On top of dealing with panicked calls that might have been prevented, officials encountered other difficulties during the storm, which slammed the East Coast a year ago this week: coordinating the flood of volunteers, sheltering some residents and getting information to certain groups, like senior citizens.
Earlier this month, Monmouth County launched a program called Seniors Taking on Readiness Measures that gives senior citizens preparedness information and an emergency kit, and helps them create a disaster plan for their household.
The program came about after it became clear during Sandy that many people did not have shelter or evacuation plans for their families, officials said.
Agencies are also working to improve collaboration efforts.
During Sandy, some newly formed or ad hoc volunteer groups were unfamiliar with protocols and had trouble coordinating -- both on the ground and online -- with existing agencies or organizations, a Department of Homeland Security report issued this summer found.
Social media made it possible for many organizations and volunteers to distribute information, the report said, but further coordination among groups is needed.
"In the future, relationship building and pre-organized processes for sharing of information responsibilities will be necessary to ensure information is verified, accurate, and comprehensive and available immediately or even prior to the onset of the disaster," it said.

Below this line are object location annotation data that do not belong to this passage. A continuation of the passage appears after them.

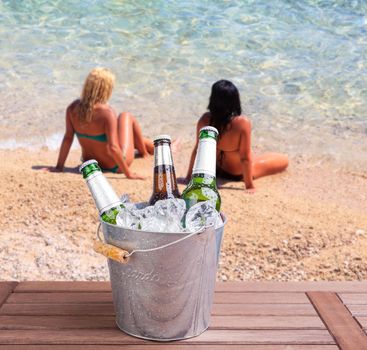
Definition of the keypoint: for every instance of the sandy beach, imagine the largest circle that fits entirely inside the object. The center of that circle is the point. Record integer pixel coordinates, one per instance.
(308, 223)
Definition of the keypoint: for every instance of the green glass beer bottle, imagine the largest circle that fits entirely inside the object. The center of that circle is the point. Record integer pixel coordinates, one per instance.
(164, 176)
(203, 183)
(107, 201)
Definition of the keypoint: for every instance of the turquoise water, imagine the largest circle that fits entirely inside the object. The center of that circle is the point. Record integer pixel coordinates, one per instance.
(300, 67)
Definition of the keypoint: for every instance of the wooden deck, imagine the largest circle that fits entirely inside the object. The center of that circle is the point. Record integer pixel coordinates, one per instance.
(248, 315)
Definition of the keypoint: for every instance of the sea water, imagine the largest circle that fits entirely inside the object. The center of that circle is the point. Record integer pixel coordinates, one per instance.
(300, 66)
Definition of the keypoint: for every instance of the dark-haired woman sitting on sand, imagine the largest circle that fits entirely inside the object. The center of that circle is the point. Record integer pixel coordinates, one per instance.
(235, 160)
(102, 136)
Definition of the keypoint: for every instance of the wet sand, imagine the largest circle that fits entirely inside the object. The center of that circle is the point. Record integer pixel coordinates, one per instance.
(308, 223)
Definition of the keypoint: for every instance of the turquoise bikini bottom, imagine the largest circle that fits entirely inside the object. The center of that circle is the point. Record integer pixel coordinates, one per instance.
(99, 138)
(111, 170)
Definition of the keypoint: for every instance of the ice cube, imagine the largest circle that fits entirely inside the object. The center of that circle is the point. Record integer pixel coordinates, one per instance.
(128, 219)
(201, 215)
(173, 207)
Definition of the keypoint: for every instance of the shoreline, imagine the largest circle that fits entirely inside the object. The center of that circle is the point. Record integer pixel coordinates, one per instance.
(308, 223)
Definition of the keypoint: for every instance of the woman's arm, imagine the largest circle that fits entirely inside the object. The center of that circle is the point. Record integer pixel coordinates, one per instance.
(66, 143)
(246, 154)
(113, 146)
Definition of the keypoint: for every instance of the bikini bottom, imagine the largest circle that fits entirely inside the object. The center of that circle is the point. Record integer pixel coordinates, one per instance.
(111, 170)
(226, 175)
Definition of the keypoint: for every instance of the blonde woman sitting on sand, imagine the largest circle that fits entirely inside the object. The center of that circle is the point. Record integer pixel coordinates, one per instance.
(102, 136)
(235, 160)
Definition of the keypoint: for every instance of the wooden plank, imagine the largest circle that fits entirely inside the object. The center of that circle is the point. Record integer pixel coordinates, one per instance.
(98, 309)
(86, 286)
(340, 323)
(263, 310)
(266, 322)
(106, 297)
(170, 346)
(6, 289)
(63, 286)
(61, 298)
(305, 286)
(260, 298)
(362, 321)
(58, 309)
(56, 322)
(353, 298)
(217, 322)
(357, 310)
(109, 336)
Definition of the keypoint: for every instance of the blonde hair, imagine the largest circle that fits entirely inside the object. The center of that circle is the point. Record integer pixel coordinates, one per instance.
(97, 89)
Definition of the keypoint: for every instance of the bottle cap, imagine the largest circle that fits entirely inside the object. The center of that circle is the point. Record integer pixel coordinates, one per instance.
(162, 137)
(209, 128)
(86, 163)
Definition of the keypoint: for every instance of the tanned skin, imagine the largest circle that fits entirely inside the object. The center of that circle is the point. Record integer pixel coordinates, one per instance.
(237, 157)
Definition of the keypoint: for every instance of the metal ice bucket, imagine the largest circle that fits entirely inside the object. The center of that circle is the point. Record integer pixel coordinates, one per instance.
(164, 287)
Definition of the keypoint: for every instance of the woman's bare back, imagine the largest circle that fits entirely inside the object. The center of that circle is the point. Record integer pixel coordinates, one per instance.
(228, 147)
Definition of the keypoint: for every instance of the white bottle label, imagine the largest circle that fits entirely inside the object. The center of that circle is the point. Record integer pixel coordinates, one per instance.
(102, 192)
(162, 155)
(206, 157)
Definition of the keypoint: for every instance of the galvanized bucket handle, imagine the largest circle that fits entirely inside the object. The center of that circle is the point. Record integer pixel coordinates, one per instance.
(122, 256)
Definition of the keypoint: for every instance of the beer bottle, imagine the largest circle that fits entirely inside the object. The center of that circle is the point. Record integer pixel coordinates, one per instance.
(203, 184)
(164, 176)
(107, 201)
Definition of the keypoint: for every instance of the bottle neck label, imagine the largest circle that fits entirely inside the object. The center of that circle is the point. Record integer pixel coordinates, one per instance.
(162, 155)
(206, 157)
(102, 192)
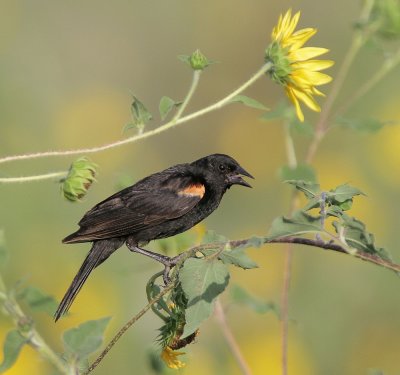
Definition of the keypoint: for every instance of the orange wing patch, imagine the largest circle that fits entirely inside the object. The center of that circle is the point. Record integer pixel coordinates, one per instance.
(196, 190)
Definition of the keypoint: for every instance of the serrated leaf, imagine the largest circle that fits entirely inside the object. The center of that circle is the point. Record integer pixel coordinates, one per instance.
(238, 258)
(368, 125)
(357, 236)
(312, 203)
(301, 223)
(185, 59)
(3, 250)
(302, 172)
(165, 106)
(12, 347)
(242, 296)
(86, 338)
(202, 281)
(309, 188)
(249, 102)
(343, 193)
(38, 300)
(282, 110)
(140, 115)
(255, 241)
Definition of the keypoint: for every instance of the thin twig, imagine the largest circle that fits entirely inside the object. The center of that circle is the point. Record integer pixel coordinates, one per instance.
(260, 73)
(285, 307)
(127, 326)
(234, 244)
(230, 339)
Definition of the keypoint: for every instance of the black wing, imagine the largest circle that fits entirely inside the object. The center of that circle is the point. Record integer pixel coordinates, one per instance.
(137, 208)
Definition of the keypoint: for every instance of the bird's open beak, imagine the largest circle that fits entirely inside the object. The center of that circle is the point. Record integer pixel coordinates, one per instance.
(236, 178)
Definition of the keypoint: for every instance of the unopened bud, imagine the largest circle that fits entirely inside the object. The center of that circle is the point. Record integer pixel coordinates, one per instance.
(80, 177)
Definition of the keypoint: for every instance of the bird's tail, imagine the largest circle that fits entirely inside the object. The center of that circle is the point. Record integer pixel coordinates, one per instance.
(99, 252)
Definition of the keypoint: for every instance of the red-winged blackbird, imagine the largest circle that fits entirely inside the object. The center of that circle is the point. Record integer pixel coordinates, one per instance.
(161, 205)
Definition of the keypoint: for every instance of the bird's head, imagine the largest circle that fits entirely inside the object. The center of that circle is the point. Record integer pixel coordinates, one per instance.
(223, 169)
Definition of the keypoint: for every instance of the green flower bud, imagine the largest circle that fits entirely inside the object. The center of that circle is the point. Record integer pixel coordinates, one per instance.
(80, 177)
(278, 56)
(197, 61)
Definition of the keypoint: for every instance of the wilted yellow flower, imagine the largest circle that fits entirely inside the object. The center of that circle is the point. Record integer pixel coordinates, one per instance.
(293, 66)
(170, 357)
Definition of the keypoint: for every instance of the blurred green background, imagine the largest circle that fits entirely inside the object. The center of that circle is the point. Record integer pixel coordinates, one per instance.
(67, 72)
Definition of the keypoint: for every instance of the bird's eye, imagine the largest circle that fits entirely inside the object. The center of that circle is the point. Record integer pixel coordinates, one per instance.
(222, 168)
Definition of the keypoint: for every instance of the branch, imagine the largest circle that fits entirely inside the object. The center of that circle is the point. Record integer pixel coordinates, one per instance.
(174, 122)
(127, 326)
(26, 328)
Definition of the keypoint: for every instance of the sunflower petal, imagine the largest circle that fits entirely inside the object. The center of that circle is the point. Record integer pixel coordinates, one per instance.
(307, 99)
(313, 65)
(292, 97)
(313, 78)
(306, 53)
(301, 72)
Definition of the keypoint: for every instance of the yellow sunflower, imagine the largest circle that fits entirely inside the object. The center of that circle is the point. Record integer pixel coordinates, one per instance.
(170, 357)
(293, 66)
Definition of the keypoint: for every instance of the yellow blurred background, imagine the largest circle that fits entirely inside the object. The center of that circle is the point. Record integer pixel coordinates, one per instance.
(67, 73)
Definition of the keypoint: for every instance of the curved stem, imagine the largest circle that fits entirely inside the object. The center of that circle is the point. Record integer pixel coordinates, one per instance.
(192, 89)
(127, 326)
(147, 134)
(358, 41)
(46, 176)
(230, 339)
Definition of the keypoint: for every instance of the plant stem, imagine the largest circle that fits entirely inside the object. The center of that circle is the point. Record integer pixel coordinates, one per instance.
(150, 133)
(127, 326)
(359, 38)
(192, 89)
(230, 339)
(292, 162)
(46, 176)
(35, 340)
(285, 307)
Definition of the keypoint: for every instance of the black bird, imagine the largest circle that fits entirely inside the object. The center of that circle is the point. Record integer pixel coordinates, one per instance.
(161, 205)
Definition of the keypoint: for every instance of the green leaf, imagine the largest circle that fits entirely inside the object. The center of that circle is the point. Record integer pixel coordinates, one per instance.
(300, 223)
(309, 188)
(238, 258)
(302, 172)
(185, 59)
(343, 193)
(202, 281)
(165, 106)
(282, 110)
(357, 236)
(12, 346)
(368, 125)
(249, 102)
(255, 241)
(86, 338)
(243, 297)
(140, 115)
(3, 250)
(38, 300)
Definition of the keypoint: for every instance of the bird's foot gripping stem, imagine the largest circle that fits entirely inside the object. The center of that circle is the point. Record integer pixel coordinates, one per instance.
(167, 261)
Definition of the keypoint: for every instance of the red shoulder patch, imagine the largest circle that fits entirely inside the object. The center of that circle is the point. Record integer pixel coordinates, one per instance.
(194, 190)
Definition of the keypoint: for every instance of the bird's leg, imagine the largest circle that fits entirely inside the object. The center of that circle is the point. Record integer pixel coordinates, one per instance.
(168, 262)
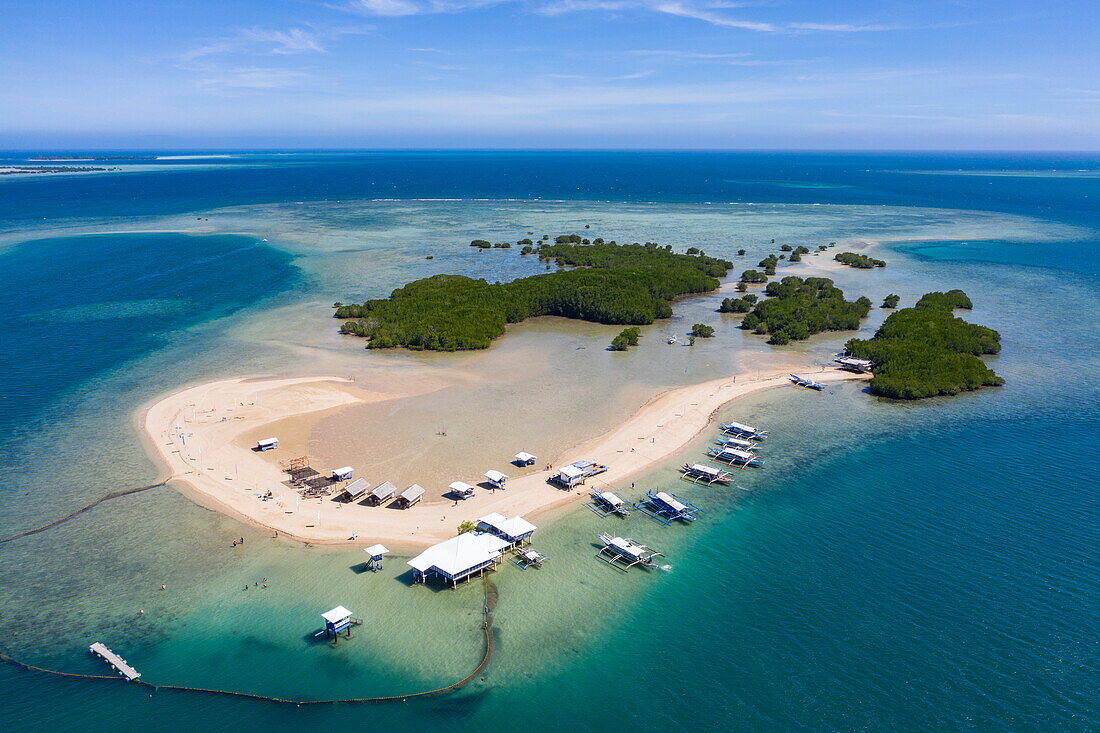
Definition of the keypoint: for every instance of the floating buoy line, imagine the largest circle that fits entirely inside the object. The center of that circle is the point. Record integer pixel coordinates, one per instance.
(488, 605)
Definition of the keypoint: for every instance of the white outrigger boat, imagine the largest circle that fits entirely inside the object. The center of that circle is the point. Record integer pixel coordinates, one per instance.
(704, 474)
(735, 457)
(741, 430)
(737, 442)
(606, 503)
(667, 507)
(624, 553)
(528, 558)
(802, 381)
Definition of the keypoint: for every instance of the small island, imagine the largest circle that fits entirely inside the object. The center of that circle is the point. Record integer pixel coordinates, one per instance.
(22, 170)
(607, 283)
(858, 261)
(798, 308)
(925, 351)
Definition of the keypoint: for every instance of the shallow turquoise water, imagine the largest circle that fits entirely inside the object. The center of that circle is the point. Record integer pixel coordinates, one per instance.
(906, 567)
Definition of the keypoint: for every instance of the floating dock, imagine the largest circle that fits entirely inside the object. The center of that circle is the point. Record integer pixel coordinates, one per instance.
(121, 665)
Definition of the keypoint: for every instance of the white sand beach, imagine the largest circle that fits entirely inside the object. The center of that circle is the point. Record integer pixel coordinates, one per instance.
(205, 436)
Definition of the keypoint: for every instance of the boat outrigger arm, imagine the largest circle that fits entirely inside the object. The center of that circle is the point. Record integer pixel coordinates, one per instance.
(666, 507)
(625, 553)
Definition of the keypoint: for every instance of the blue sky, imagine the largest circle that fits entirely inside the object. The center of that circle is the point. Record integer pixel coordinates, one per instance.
(680, 74)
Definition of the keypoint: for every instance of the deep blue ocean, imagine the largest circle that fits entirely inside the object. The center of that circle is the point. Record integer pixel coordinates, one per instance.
(936, 568)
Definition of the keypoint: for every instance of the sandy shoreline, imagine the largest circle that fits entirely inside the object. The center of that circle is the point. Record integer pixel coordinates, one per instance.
(204, 436)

The report identified a number of gaps in technology, policies and processes that should be rectified, including standardizing data, developing training on best practices for social media use, and improving the process for collaboration between groups to reduce duplication of efforts.
That's why organizations such as Hughes' Red Cross of Southeastern Pennsylvania are working to solidify partnership arrangements. In the past year, the Red Cross has expanded its network from 22 community partners to nearly 70, said Hughes.
In particular, it is augmenting partnerships with faith-based organizations, which proved critical during Sandy. The Red Cross had asked about 100 churches to put preparation information in their Sunday bulletins.
"We want to expand that network," Hughes said.
And in regions such as Philadelphia with a large number of seniors, other methods are also necessary.
"Seniors don't tweet, seniors don't text," Hughes said. "You have to have old-fashioned, appropriately worded flyers that you can literally get into places."
Groups have also made logistical adjustments following Sandy, which they say is standard procedure after a disaster.
The Red Cross has beefed up supplies - particularly cots - and has repositioned where it stores some of those items. Atlantic County has also made changes to where it stores some equipment.
In Atlantic County, officials were "very fortunate to have a high number of volunteers," said Ed Conover, the deputy emergency management coordinator. But during the disaster, "spontaneous volunteers" also emerged in the field, requiring impromptu coordination efforts.
The county has been focusing on cementing partnerships before another storm hits, particularly to enhance the ability to shelter residents whose homes are lost or damaged.
"We've spent a lot of time firming up relationships with private partners, identifying sites to be used as shelters," Conover said.
"Those little things, during a disaster, it could save a lot of time or effort," Conover added.